B.I.C.U.S.

Brevi Interviste Con Uomini Schifosi

da Brevi interviste con uomini schifosi di D.F.Wallace
regia Giuliano Lenzi
allestimento Porciatti & Fagioli
con UgoGiulio Lurini e le brevi torture con suoni schifosi di Marco Bianciardi
produzione laLut/Festival Voci di Fonte

“Siamo sull’ottomana, beviamo qualcosa, ci godiamo la musica, facciamo due chiacchiere.
È il nostro terzo appuntamento, sera tardi, dopo la cena a e magari anche un film o due salti in discoteca. Mi piace tantissimo ballare. Insomma. Quando intuisco che è il momento giusto dico, senza un’atmosfera o qualche accenno introduttivo veri e propri: come la prenderesti se ti legassi?
Queste sei parole. Così. Alcune rifiutano su due piedi. Ma è una percentuale minima, direi scandalosamente minima. So se succederà nel momento stesso in cui lo chiedo. Ligeti, la cui opera, lei lo saprà senz’altro, è tanto astratta da sfiorare quasi l’atonalità, fornisce l’atmosfera ideale per proporre lo scenario contrattuale.
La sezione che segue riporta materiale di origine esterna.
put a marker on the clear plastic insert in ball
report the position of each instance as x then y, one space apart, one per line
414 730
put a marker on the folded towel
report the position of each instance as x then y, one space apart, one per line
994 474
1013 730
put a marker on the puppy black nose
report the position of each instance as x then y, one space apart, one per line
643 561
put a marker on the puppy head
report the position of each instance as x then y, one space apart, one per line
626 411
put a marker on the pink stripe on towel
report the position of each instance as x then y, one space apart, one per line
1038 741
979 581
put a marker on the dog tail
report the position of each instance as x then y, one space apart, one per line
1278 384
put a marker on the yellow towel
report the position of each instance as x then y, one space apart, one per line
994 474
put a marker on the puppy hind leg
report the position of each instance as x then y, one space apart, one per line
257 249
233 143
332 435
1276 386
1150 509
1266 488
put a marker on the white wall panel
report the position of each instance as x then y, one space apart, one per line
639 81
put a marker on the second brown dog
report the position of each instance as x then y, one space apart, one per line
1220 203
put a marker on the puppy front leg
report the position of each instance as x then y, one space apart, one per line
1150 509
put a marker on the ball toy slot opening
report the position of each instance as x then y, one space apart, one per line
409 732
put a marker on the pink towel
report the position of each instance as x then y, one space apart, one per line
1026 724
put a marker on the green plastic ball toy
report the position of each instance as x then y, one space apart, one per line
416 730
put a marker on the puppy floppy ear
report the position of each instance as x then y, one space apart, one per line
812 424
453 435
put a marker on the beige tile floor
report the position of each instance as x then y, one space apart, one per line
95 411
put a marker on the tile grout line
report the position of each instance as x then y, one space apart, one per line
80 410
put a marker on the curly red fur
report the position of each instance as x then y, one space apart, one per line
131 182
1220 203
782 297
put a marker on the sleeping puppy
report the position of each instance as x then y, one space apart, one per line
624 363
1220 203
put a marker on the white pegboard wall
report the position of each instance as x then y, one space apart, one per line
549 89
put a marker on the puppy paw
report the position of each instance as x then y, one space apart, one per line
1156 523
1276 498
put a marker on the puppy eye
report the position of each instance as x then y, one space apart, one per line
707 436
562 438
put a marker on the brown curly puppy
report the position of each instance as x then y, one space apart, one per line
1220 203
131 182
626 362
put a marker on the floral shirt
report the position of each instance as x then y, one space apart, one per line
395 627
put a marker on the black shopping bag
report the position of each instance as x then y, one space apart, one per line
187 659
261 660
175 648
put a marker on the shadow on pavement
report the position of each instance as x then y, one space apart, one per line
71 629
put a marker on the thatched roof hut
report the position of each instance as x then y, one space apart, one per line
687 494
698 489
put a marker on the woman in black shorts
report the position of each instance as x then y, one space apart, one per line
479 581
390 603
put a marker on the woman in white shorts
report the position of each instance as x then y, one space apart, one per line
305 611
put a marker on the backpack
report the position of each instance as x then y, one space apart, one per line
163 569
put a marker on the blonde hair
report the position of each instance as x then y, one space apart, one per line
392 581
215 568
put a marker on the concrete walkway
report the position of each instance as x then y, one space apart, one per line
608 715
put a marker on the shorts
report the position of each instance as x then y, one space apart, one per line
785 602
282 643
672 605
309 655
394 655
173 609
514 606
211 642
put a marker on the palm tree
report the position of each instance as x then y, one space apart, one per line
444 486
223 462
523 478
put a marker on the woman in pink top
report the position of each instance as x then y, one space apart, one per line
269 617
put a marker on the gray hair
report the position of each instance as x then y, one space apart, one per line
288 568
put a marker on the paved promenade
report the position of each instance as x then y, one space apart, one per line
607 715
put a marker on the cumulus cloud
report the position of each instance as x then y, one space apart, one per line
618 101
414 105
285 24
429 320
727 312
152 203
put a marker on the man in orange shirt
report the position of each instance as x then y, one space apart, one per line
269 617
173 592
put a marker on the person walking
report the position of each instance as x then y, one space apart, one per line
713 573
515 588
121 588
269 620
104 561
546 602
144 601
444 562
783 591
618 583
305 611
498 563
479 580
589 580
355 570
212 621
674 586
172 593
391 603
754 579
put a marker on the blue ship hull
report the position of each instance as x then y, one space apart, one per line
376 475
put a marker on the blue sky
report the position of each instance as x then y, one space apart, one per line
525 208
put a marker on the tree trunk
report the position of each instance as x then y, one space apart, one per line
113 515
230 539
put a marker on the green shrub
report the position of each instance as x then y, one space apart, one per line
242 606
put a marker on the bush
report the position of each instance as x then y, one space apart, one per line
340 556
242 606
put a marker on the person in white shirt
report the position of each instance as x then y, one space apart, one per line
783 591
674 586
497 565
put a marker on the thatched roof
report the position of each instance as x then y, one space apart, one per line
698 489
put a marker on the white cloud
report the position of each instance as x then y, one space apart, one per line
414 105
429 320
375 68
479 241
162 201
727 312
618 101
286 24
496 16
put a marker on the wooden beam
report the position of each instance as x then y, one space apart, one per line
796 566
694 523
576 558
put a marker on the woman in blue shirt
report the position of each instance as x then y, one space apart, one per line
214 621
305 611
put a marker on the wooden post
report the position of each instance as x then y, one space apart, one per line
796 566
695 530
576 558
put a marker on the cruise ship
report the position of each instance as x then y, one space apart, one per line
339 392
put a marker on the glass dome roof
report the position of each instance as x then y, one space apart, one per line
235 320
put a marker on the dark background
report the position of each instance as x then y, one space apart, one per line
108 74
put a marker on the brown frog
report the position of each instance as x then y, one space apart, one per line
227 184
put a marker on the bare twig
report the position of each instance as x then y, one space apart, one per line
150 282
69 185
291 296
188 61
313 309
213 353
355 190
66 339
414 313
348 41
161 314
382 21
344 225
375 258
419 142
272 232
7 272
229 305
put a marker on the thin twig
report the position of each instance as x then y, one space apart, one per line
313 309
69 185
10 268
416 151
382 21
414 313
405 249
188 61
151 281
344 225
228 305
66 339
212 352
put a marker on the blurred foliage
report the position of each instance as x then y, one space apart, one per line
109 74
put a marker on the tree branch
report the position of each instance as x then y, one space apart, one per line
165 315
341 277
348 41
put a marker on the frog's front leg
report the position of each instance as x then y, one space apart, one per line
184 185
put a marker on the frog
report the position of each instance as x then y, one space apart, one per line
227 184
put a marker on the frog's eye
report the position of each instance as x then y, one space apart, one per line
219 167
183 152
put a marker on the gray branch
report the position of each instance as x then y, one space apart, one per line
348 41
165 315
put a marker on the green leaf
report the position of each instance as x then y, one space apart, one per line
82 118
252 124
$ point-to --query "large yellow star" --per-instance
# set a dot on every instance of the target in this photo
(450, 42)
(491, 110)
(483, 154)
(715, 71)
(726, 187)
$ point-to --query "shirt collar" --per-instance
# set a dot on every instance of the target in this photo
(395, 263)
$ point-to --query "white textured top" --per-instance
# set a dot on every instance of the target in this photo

In più dell’85% dei casi, il soggetto accetta.”

La scrittura di David Foster Wallace ci ha sorpreso per l’immediatezza, la nitidezza, l’ironia severa con cui i protagonisti delle brevi interviste si delineano, mostrando la bassezza ordinaria delle loro pulsioni, nella quale non possiamo che riconoscerci continuamente; non indugia mai sugli aspetti dolorosi che proprio per questo emergono, in controluce, in maniera a tratti violenta.
Il cinismo dei personaggi e quello con cui lo scrittore ce li descrive, sembrano alimentarsi e moltiplicarsi a vicenda, così come – sul nostro palcoscenico – i flussi di coscienza manipolati da Ugogiulio Lurini (attore con vocazione soprattutto monologante, giullare medievale e improvvisatore in rima) sono alimentati da e alimentano quelli di rumore prodotti dalla chitarra di Marco Bianciardi (autore e fondatore del progetto berlinese The Somnambulist, già visto in passato tra le fila di gruppi musicali italiani quali Elton Junk e Caboto).
Ognuno dei personaggi sceglie di raccontarsi a un interlocutore – anzi, generalmente un’interlocutrice, un’intervistatrice appunto – per un bisogno e un compiacimento nel rappresentarsi, senza per questo riuscire a cancellare l’impressione di profonda, disperata solitudine che ciascuna delle loro storie lascia trasparire.
Delle numerose finte interviste che compongono il libro ne abbiamo scelte sei: sei diverse sfumature di “maschile schifosaggine”: quello che si vanta d’aver sedotto una ragazza dal cuore infranto ai cancelli dell’aeroporto; quello che si lamenta d’una incontrollabile stranezza nell’atto dell’orgasmo, che gli rovina tutti i rapporti con le donne; quello che si compiace d’aver sposato una che, avendo già fatto un figlio e non avendo il corpo sfatto, gli garantisce buona “tenuta” per il futuro; quello che ha fatto del braccio monco uno strumento di attrazione per le donne; quello che la lascia perché lei è terrorizzata dall’idea di essere lasciata; e infine quello che ci racconta la sua tecnica per attirare in camera da letto le predestinate al suo gioco di schiavismo.
Il problema maggiore non è stato scegliere ma scartare.
Ce ne sarebbero almeno altrettante che vorremmo mettere in scena.
Ma già così sono usciti circa 100’ di spettacolo, che ha debuttato nel Giugno 2010 al
Festival Voci di Fonte di Siena ed è stato replicato presso l’agenzia Einaudi e la Sala Lia Lapini di Siena, al Palazzo Santa Margherita di Modena, a La Riunione di Condominio a Roma e al Teatro Nomade di Trieste, combinando diversamente ogni volta 3 dei 6 quadri.